Second, as a result of amendments to Bill C-9, offences contained in the Controlled Drugs and Substances Act are not excluded from eligibility for a conditional sentence unless they were committed as part of a criminal organization. Consequently, the production, importation and trafficking in a schedule I drug such as heroin would not be caught and would be eligible for a conditional sentence of imprisonment. However, as members of the House know, our government has proposed mandatory minimum penalties for serious drug offences. I would expect that when the legislation is enacted, as I hope will soon be the case, these offences would be ineligible for a conditional sentence.
Until the coming into force of Bill C-9 on December 1, 2007, sentencing courts had only to interpret serious personal injury offences for the purpose of determining whether the threshold for a dangerous or long-term offender application had been met, because that term only applied to the dangerous and long-term offender provisions. Since Bill C-9 came into force, courts have wrestled with the interpretation of serious personal injury offences in the context of conditional sentences.
The Alberta Court of Appeal in Ponticorvo, 2009, reviewed its decisions in Neves, 1999, where is considered the definition of serious personal injury offence in the context of dangerous offender provisions. In that context, the court concluded that section 752 required that the offence considered be objectively serious. However, in the context of conditional sentencing, that court of appeal found that the use or attempted use of violence sufficed and did not require any overlay of objective seriousness. In other words, it ruled that it should be easier for the Crown to establish that an offence is a serious personal injury offence in the context of a conditional sentence than it is in the context of a dangerous offender.

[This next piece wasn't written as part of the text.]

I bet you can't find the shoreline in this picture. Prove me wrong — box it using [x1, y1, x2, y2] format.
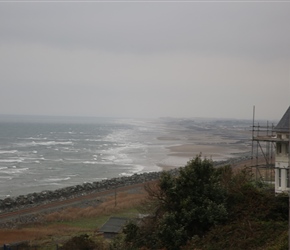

While that is an appropriate interpretation, there have been some cases that do not follow the decision of the Alberta Court of Appeal and continue to apply the guidelines developed in the context of dangerous offenders in determining whether an offence is a serious personal injury offence.
Another concern with the definition of serious personal injury offence is that serious property crime, such as fraud, could still be eligible for a conditional sentence. We are well aware of recent examples of the devastating impact of fraudulent conduct. Victims who have lost their life savings have called for strengthened sentences for those types of crimes. It is hard to disagree with their concerns, especially considering the fact that fraud, which is punishable by a maximum sentence of 14 years, would still be eligible for a conditional sentence, despite reforms enacted by Bill C-9. It is clear to me, and I suggest to many Canadians, that greater clarity and consistency is needed to eliminate the availability of conditional sentences for serious violent and serious property offences.
For these reasons, Bill C-16 proposes to remove the reference to serious personal injury offences in 742.1, to make all offences punishable by 14 years or life ineligible for a conditional sentence. This would make the offence of fraud and many other crimes ineligible for conditional sentences.
Bill C-16 would also clearly make offences prosecuted by indictment and punishable by 10 years that result in bodily harm, involve the import, export, trafficking or production of drugs or involve the use of weapons ineligible for conditional sentence.
I hope all members in the House will support the bill. It is important that this new bill comes forward to control the use of conditional sentencing.